There are few things in life that are as helpful in getting over the hard hurdles we sometimes must go through, as a good friend or mentor who can hold us accountable for our actions.  I learned this great lesson while serving a mission for my church.  In an attempt toIMG_4779 lose weight and eat healthier, I went on an ‘eating contract’ with my mission leader.  Since that time, I have gone on a handful of other contracts, each with a different person, different contract perimeters, and different success rates.  Consequently I have learned quite a bit about what encourages success and what can hamper it.  In this blog I will attempt to map out the best road to success in using this great tool.

 

Set an Attainable Goal

1.  Your goal should have a defined start date and a defined end date.

2. Your goal should not be dependent on reaching a specific weight, or in any way associated with something that could possibly not happen even while being strictly obedient to your contract.  If I set my goal as, “Reach x weight by August 31.” It is very possible that my goal could not be reached even if I am as faithful as a hound dog to my contract.  Then I would be a failure, even if I succeeded.

Instead, make your goal dependent on actions and progress.  A good goal might be, depending on level of goal keeping, “Complete one day without cheating.” OR “Exercise three times a week.”

Which leads to tip #3

3. Be specific on what your goal and restrictions are.  When I was on certain eating contracts, I cut out all desserts, while on others I simply stopped eating after 7:00pm.  What is your goal?  Do you want to maintain?  Do you want to live healthier?  Do you want to exercise?  Do you want to overcome an addiction?  Create or break a habit?  Learn a new skill?  What?

If you are wanting to live healthier and not eat dessert, then what foods apply?  Do Juice popsicles?  Or frozen yogurt?  Or strawberries and milk?
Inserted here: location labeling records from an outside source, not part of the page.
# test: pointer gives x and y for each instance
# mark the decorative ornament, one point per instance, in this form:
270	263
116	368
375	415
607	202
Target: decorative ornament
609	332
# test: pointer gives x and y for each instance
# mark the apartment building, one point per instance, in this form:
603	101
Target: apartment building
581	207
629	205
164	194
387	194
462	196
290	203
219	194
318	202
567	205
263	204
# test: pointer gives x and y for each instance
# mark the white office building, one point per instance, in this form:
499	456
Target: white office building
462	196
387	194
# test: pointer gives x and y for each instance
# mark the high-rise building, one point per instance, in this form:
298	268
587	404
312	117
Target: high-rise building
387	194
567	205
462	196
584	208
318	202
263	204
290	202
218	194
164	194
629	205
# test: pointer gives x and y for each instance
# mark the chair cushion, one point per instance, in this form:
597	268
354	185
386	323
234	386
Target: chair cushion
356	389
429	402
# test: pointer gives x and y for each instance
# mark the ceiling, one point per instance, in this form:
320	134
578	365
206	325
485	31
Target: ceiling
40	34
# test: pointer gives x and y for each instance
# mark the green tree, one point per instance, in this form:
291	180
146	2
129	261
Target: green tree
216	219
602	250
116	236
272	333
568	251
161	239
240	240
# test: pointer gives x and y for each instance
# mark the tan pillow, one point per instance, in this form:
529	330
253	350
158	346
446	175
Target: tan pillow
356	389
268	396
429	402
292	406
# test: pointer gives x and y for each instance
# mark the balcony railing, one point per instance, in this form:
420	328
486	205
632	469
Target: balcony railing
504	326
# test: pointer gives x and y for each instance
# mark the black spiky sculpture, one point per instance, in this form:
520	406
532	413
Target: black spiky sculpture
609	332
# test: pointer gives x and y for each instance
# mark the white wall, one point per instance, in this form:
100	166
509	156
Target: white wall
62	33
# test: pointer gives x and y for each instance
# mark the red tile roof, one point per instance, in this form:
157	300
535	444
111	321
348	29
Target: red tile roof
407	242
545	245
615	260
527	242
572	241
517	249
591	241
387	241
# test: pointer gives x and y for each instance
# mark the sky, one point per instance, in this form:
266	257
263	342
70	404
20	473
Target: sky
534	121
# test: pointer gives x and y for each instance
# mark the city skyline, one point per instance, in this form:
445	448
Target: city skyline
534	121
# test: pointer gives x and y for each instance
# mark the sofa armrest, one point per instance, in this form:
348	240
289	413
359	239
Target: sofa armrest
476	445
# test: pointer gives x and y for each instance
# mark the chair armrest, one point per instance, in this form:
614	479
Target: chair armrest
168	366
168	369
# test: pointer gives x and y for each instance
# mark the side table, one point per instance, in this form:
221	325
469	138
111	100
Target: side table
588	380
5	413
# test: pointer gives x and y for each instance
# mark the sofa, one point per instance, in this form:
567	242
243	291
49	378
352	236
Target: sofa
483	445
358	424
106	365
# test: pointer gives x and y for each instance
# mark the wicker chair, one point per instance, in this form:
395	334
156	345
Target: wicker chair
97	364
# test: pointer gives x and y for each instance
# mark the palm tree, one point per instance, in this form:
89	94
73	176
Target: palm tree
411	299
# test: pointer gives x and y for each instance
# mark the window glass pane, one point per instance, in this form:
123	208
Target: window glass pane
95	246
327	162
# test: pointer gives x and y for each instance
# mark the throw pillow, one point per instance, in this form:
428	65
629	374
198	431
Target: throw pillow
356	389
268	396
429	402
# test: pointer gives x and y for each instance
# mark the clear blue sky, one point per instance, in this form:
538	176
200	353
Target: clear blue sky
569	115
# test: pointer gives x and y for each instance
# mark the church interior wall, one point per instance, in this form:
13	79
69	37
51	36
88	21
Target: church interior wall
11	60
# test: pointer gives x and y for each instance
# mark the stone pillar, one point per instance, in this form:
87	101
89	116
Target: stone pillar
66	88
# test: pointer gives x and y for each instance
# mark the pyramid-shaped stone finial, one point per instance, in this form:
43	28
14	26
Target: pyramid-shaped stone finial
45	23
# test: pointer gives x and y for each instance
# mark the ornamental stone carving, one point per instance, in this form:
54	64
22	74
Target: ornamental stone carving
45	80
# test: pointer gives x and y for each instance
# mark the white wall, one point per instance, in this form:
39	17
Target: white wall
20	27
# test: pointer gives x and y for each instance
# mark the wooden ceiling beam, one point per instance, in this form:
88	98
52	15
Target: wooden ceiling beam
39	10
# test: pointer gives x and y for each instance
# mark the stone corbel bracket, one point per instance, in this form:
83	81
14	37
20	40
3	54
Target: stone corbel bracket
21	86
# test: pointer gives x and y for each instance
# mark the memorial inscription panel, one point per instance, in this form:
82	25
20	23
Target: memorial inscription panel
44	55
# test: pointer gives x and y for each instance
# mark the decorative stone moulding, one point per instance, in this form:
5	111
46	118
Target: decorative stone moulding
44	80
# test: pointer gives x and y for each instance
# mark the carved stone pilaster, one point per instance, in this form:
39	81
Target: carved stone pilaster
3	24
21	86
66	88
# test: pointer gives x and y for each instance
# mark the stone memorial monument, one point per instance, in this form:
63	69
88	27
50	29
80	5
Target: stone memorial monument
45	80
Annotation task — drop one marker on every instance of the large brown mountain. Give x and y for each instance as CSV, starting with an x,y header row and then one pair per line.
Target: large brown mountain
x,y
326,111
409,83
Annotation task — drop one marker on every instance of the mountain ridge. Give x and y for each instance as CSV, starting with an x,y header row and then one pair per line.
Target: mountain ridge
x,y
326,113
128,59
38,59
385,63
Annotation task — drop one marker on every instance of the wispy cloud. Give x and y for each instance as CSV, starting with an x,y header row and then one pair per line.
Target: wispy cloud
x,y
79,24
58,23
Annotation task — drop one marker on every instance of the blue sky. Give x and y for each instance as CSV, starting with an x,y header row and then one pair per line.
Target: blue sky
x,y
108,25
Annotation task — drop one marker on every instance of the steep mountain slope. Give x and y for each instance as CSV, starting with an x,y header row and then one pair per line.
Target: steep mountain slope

BUT DON’T OVERDO IT.  It is very possible to give yourself too many restrictions, then the goal is impossible to keep.  Below is the wording of one of my most successful contracts. (success being that I completed the contract, lost weight, got into better habits, and felt wonderful while doing it)

-Some form of exercise every day (this could be as simple as taking a walk, or doing 100 jumping jacks.  If at the end of the day I forgot to exercise for that day, I would do 100 jumping jacks then go to bed.

-No desserts (this did NOT include juice popsicles made with real juice and no sugar.  It also didn’t include frozen yogurt sweetened with fruit juice.  So when I wanted a treat, I could have one.)

-No eating after 7:00.  (Juice popsicles didn’t count as eating because they were all juice.)

4. Hold yourself accountable.  Find someone whom you respect greatly and get them involved.  It is best if they are wanting to reach certain goals as well.  After your contracts are written, they are exchanged.  This way the other person knows exactly what you attend to do and what your goals are. 

5. IncentiveIf you break your contract, you owe your partner something.  With me, it was $100.  That’s a steep number that I would much rather spend on something else, so when I was  tempted to cheat, that $100 kept me from it. 

Accountability is so important in helping to attain goals.  Try it out, see what you think.